In a medium mixing bowl, combine the room temperature egg, greek yogurt, cocoa powder, protein powder, coconut sugar, and baking powder. Stir vigorously until you have a smooth, thick batter with no lumps—this usually takes 1-2 minutes of mixing. The room temperature egg helps the batter emulsify properly and creates a better texture. I like using thick greek yogurt like Fage Total 0% because it gives these brownies a fudgy, dense crumb that regular yogurt just can't match.
Pour the batter from Step 2 into your prepared pan, spreading it evenly with a spatula.

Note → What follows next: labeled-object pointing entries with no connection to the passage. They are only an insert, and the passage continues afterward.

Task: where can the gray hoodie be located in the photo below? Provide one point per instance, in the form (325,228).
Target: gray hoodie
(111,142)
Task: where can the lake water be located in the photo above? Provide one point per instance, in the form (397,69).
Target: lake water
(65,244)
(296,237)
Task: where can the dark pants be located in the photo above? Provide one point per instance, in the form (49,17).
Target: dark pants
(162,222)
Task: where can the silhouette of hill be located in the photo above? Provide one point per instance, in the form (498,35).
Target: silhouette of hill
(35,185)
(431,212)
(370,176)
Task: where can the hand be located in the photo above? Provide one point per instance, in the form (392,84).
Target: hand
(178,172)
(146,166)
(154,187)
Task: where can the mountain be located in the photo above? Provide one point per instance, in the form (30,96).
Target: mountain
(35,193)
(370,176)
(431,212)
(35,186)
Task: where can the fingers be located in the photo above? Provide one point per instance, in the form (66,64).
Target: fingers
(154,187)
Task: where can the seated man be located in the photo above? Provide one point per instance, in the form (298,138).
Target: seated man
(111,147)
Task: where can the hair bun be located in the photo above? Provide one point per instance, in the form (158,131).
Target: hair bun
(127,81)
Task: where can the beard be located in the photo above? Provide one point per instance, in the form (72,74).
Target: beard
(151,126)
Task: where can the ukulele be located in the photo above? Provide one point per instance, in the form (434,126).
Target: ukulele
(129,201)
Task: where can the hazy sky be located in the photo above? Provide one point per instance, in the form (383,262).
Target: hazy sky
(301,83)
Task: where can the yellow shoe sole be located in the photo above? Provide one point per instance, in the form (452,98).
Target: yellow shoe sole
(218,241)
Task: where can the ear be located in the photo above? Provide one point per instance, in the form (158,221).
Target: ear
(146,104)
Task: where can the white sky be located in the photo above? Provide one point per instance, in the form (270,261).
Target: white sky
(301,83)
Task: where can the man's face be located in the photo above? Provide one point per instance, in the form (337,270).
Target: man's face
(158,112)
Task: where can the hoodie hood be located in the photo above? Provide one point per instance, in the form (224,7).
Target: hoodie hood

The batter will be thick and dense, which is exactly what you want. Bake for 20-25 minutes, until a toothpick inserted in the center comes out with just a few moist crumbs (not wet batter). Don't overbake—these brownies should be fudgy and moist, not cake-like.
Remove the brownies from the oven and let them cool in the pan for at least 15 minutes before cutting. This cooling time allows them to set properly and makes them easier to slice cleanly. For an extra flavor boost, I like to lightly dust the warm brownies with a tiny pinch of sea salt—it enhances the chocolate flavor and adds a subtle sophistication.